Polyploid cisplatin-resistant cancer cells have altered nuclear organization and epigenomic status

Chemotherapy resistance remains a critical barrier in cancer treatment, partly driven by polyploid cells that survive therapy and contribute to tumor recurrence. Here, we investigated epigenomic and transcriptional changes associated with cisplatin-surviving polyploid cells compared to parental cancer cells in prostate cancer (PC3) and triple-negative breast cancer (MDA-MB-231) cell lines. We observed persistent dysregulation of chromatin compaction and altered nuclear structure in polyploid cells following cisplatin treatment. Genome-wide chromatin accessibility profiling via ATAC-seq revealed significant remodeling, notably decreased promoter accessibility at proliferation-associated loci and increased accessibility of distal regulatory elements linked to inflammation and stress response. RNA-seq analyses demonstrated a coordinated transcriptional shift away from proliferative signatures toward inflammatory and survival pathways, including activation of NF?B, interferon response, and integrated stress response pathways.

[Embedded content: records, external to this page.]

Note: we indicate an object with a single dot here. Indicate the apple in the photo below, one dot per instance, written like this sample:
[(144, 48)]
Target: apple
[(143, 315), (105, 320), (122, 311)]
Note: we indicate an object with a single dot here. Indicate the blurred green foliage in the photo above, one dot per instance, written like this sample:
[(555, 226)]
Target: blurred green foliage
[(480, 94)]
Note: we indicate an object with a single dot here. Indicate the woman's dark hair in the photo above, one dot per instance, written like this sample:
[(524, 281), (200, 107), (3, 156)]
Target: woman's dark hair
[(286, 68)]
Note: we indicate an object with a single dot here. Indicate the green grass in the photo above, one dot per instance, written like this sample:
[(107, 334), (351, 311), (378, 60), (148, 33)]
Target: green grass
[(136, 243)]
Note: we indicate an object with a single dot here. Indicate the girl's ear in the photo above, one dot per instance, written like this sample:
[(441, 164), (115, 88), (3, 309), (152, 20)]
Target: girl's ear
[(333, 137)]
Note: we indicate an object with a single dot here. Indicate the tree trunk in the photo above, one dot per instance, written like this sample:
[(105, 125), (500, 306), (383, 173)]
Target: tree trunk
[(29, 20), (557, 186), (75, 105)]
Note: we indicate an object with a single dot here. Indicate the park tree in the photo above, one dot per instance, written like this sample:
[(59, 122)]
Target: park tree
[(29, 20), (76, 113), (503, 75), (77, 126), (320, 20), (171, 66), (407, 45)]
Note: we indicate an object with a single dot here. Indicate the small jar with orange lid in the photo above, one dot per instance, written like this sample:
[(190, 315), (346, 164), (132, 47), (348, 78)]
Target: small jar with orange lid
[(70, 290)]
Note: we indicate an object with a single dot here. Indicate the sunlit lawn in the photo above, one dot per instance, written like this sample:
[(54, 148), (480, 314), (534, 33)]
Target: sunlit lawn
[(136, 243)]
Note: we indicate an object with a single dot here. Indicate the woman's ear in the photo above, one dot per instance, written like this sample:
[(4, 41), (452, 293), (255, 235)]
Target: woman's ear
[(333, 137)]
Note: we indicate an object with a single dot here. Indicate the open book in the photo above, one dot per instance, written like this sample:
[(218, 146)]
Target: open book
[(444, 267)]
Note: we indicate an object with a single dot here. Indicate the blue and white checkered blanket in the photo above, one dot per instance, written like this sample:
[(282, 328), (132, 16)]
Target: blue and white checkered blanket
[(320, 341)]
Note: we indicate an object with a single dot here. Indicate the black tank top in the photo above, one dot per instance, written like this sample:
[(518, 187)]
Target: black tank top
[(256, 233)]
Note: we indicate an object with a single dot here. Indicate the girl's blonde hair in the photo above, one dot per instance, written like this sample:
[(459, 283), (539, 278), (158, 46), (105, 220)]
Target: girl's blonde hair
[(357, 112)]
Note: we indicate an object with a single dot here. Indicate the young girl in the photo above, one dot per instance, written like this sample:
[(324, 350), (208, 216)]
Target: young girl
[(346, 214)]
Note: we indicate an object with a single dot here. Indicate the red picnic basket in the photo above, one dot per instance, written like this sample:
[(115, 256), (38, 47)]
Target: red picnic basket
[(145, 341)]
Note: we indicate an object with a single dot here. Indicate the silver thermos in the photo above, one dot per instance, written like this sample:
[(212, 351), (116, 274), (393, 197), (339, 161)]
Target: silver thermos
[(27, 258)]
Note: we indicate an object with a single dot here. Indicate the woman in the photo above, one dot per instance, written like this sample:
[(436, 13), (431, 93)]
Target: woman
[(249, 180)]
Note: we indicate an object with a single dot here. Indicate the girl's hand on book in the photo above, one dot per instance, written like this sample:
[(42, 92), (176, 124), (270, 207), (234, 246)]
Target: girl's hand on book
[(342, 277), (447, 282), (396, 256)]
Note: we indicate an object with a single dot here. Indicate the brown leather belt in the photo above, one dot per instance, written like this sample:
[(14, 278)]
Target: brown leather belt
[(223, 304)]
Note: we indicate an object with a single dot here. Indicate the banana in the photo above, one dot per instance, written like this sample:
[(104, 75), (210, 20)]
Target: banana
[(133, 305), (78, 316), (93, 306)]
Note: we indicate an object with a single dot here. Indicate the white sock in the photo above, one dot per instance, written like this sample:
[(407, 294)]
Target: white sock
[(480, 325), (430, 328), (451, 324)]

Importantly, we identified subsets of genes showing concordant changes in promoter accessibility and transcriptional activity, directly linking chromatin remodeling to transcriptional reprogramming. These integrated findings highlight the role of chromatin dynamics and epigenetic plasticity in chemotherapy resistance, demonstrating that widespread chromatin accessibility changes facilitate the transition to a stress-adapted, polyploid cell state. This study provides new insights into the molecular mechanisms supporting cancer cell persistence after chemotherapy. Overall design: PC3 (prostate cancer cell line) were treated with cisplatin and surviving cells were analyzed 1, 5 and 10 days following chemotherapy (DPT). PC3 cells were treated with docetaxel and surviving cells were analyzed 1, 5, 10 days following chemotherapy. SIngle cell RNA sequencing was performed on untreated cell lines and surviving cells 1, 5, and 10 DPT in biological triplicate. Parse Biosciences sequencing is done by combinatorial barcoding, whereby cells from every sample type is present in each sublibrary. Sublibraries are sequenced and individual cells called by barcode identifier.